Dicho todo esto, es inevitable extraer algunas duras lecciones de cuanto viene sucediendo en ese país. Cuando, hace. dos años, ambas Alemanias volvían a unirse, asistíamos a la aparente superación de todas las enemistades y desigualdades que habían marcado una época. A los ciudadanos de Alemania del Este se les prometía un futuro sin miseria ni sufrimiento. Mientras tanto, a los ciudadanos del Oeste se les aseguraba que, a pesar de que sobre ellos recaería el esfuerzo económico de la unidad, nada reduciría o afectaría a su prosperidad. La insatisfacción producida por las tremendas dificultades económicas en el Este es hoy generalizada, y en el Oeste, la riqueza alemana parece estar comprometida; la economía, en recesión, y la cuenta de la unificación (unos 10 billones de pesetas anuales) resulta cada vez más onerosa. En la última campaña electoral, el canciller Kohl prometió que si era reelegido no subiría los impuestos para hacer frente a los costes de la unión. Ganó en las urnas y subió los impuestos. Ahora, la situación es insostenible y se hace preciso tomar nuevas medidas fiscales que repercutirán en la ciudadanía.
De la misma forma, la apertura de las fronteras del Este y la incomparablemente superior prosperidad del Oeste estimularon una oleada de inmigrantes políticos o económicos que alcanza hoy proporciones desestabilizadoras (se calcula en torno al medio millón los inmigrantes que habrán llegado a lo largo de 1992). Enfrentado con tal problema, el Gobierno de Kohl quiere reformar el derecho de asilo consagrado en la Constitución para restringirlo a proporciones más manejables.
En las poblaciones deprimidas del Este coexiste un alto nivel de desempleo con un elevado flujo de inmigrantes, y ambos, unidos a la violencia posindustrial de jóvenes xenófobos de cultura racista, crean las actuales dificultades. Los socialdemócratas, por su parte, deberán resolver definitivamente su postura ante la posible reforma constitucional en el Congreso que celebrarán los próximos 16 y 17 de noviembre. El problema es optar entre el pragmatismo electoral y, por tanto, restringir en mayor o menor medida las actuales facilidades a los que se acogen al derecho de asilo o mantener el espíritu magnánimo y tolerante que se refleja en la Carta Magna. Un dilema al que se enfrentan desunidos los dirigentes del SPD.

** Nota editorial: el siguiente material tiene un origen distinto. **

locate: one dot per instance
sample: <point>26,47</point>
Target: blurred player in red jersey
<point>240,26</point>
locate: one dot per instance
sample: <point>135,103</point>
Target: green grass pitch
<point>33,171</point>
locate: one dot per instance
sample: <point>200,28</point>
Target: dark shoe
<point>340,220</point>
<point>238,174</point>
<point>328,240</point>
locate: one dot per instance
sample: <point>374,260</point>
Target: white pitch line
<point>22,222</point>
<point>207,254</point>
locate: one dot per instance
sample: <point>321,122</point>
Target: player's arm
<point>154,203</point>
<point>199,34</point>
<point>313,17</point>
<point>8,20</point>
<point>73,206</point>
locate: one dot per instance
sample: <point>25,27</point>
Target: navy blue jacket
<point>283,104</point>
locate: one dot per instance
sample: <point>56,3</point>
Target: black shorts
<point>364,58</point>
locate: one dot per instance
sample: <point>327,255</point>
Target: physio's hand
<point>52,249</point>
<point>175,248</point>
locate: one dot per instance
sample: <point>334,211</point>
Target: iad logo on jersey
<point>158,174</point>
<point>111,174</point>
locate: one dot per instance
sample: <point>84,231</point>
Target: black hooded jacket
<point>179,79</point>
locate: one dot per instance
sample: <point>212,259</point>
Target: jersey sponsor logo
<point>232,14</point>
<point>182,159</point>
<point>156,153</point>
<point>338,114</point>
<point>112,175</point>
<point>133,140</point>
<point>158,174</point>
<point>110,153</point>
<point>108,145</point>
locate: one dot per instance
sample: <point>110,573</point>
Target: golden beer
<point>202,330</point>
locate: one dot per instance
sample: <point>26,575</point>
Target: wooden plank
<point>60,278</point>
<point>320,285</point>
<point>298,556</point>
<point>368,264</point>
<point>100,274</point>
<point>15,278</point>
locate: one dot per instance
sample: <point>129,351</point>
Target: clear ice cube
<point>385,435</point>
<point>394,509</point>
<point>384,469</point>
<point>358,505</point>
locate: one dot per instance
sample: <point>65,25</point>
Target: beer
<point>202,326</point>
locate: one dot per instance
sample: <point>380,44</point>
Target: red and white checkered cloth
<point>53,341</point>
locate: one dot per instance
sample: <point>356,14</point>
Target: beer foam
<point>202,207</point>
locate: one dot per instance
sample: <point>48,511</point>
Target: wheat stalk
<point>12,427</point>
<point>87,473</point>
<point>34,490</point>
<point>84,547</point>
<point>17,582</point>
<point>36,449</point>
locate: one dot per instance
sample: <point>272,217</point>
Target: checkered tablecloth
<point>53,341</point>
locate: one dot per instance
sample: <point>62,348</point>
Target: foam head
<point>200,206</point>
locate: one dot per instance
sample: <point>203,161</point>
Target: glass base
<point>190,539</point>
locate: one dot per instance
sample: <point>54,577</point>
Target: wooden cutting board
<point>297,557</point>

Helmut Kohl pecó hace dos años de falta de honradez política: no quiso arriesgarse a las consecuencias electorales de explicar los efectos económicos de la unidad, su precio, la inevitabilidad de las subidas de impuestos, la reducción del ritmo de crecimiento y el anuncio de la depresión. No quiso arriesgarse, como lo hicieron sus adversarios de la socialdemocracia, a advertir de las dificultades que se avecinaban. Ahora el canciller empieza a pagar el precio de su disimulo. Los insultos que lanzaron a los políticos en la manifestación de Berlín, las acusaciones de hipocresía, están, lamentablemente, bien fundadas. No es nada probable que los alemanes vayan a permitir la vuelta al pasado, pero sobre el canciller Kohl van a caer las iras populares por su gestión.